Background: Severe asthma exacerbation is an important comorbidity of the 2009 HIN1 pandemic [A(H1N1)pdm09] in asthmatic patients. However, the mechanisms underlying severe asthma exacerbation remain unknown. Using a mouse model of asthma, we evaluated airway hyperresponsiveness (AHR) in mice with A(H1N1)pdm09 infection and those with seasonal influenza for comparison. We also measured AHR in paediatric participants infected with A(H1N1)pdm09. Methods: BALB/c mice aged 6-8 weeks were sensitized and challenged with ovalbumin. Either mouse-adapted A(H1N1)pdm09, seasonal H1N1 virus (1×105 pfu/20 μL), or mock treatment as a control was administered intranasally.
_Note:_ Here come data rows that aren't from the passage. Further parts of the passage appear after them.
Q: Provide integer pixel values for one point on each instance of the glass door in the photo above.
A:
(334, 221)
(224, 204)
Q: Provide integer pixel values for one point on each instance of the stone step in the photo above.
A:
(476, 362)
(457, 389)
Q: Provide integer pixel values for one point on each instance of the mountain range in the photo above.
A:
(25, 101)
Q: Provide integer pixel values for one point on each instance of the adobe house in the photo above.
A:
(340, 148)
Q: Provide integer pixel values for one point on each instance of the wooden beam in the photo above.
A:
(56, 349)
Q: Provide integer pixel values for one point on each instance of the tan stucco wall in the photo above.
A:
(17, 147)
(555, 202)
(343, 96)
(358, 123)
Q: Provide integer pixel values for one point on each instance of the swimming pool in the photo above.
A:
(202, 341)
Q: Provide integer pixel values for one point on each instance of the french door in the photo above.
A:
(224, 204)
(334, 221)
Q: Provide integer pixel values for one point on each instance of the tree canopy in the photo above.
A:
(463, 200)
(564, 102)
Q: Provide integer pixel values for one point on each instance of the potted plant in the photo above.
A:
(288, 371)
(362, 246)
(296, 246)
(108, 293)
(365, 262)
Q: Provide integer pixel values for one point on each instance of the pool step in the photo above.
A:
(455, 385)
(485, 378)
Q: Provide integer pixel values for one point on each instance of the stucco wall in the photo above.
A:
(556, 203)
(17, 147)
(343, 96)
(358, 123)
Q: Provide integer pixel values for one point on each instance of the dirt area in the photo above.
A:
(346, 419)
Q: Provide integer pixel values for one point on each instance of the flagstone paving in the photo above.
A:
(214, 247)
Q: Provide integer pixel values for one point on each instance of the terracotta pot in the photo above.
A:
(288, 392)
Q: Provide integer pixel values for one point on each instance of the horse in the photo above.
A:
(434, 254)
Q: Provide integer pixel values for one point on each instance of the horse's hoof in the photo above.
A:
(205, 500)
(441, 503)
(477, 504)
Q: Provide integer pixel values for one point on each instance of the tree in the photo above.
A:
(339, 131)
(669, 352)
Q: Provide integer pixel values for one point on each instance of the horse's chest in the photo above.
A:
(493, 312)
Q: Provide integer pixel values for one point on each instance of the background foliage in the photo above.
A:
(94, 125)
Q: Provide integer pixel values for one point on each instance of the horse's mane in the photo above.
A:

At 3, 7, and 10 days after infection, each group of mice was evaluated for AHR by methacholine challenge using an animal ventilator, flexiVent®. Lung samples were resected and observed using light microscopy to assess the degree of airway inflammation. AHRs in paediatric participants were defined as the provocative acetylcholine concentration causing a 20% reduction in FEV1.0 (PC20). Results: Airway resistance was significantly enhanced in A(H1N1)pdm09-infected asthmatic mice compared to that in seasonal H1N1-infected mice (p<0.001), peaking at 7 days post-infection and then becoming similar to control levels by 10 days post-infection. Histopathological examination of lung tissues showed more intense infiltration of inflammatory cells and severe tissue destruction in A(H1N1)pdm09-infected mice at 7 days post-infection than at 10 days post-infection. AHRs in the paediatric participants were temporarily increased, and alleviated by 3 months after discharge. Conclusions: Our results suggest that enhanced AHR could contribute to severe exacerbation in human asthmatic patients with A(H1N1)pdm09 infection.